JOHANNESBURG, July 4, 2012 /CNW/ - Gold Fields Limited (Gold Fields)
(JSE, NYSE, NASDAQ Dubai: GFI) today announced that attributable Group
production for the June 2012 quarter (Q2 2012) is expected to be
862,000 gold equivalent ounces, which is similar to the production for
the corresponding quarter a year ago (Q2 2011: 872,000) and 4% higher
than the March 2012 quarter (Q1 2012: 827,000).
Total cash costs and notional cash expenditure (NCE) for the quarter are
expected to be approximately US$855/oz (R222,000/kg) and US$1,310/oz
(R340,000/kg) respectively. This is in line with the annual guidance
provided in February of US$860/oz (R220,000/kg) for cash cost and
US$1,300/oz (R335,000/kg) for operational NCE and anticipated capital
project expenditure of between US$40 per ounce and US$70 per ounce.

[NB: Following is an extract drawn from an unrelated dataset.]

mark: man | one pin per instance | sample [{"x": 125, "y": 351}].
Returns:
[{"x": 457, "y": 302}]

This guidance is based on exchange rates of ZAR/US$8.06 and A$/US$1.01
for Q2 2012.
Gold Fields will release full results for Q2 2012 on Thursday, 23 August
Notes to editors
About Gold Fields
Gold Fields is one of the world's largest unhedged producers of gold
with attributable annualised production of 3.5 million gold equivalent
ounces from eight operating mines in Australia, Ghana, Peru and South
Africa. Gold Fields also has an extensive and diverse global growth
pipeline with four major projects in resource development and
feasibility, with construction decisions expected in the next 18 to 24
months. Gold Fields has total attributable gold equivalent Mineral
Reserves of 80.6 million ounces and Mineral Resources of 217 million
ounces. Gold Fields is listed on the JSE Limited (primary listing), the
New York Stock Exchange (NYSE), NASDAQ Dubai Limited, Euronext in
Brussels (NYX) and the Swiss Exchange (SWX).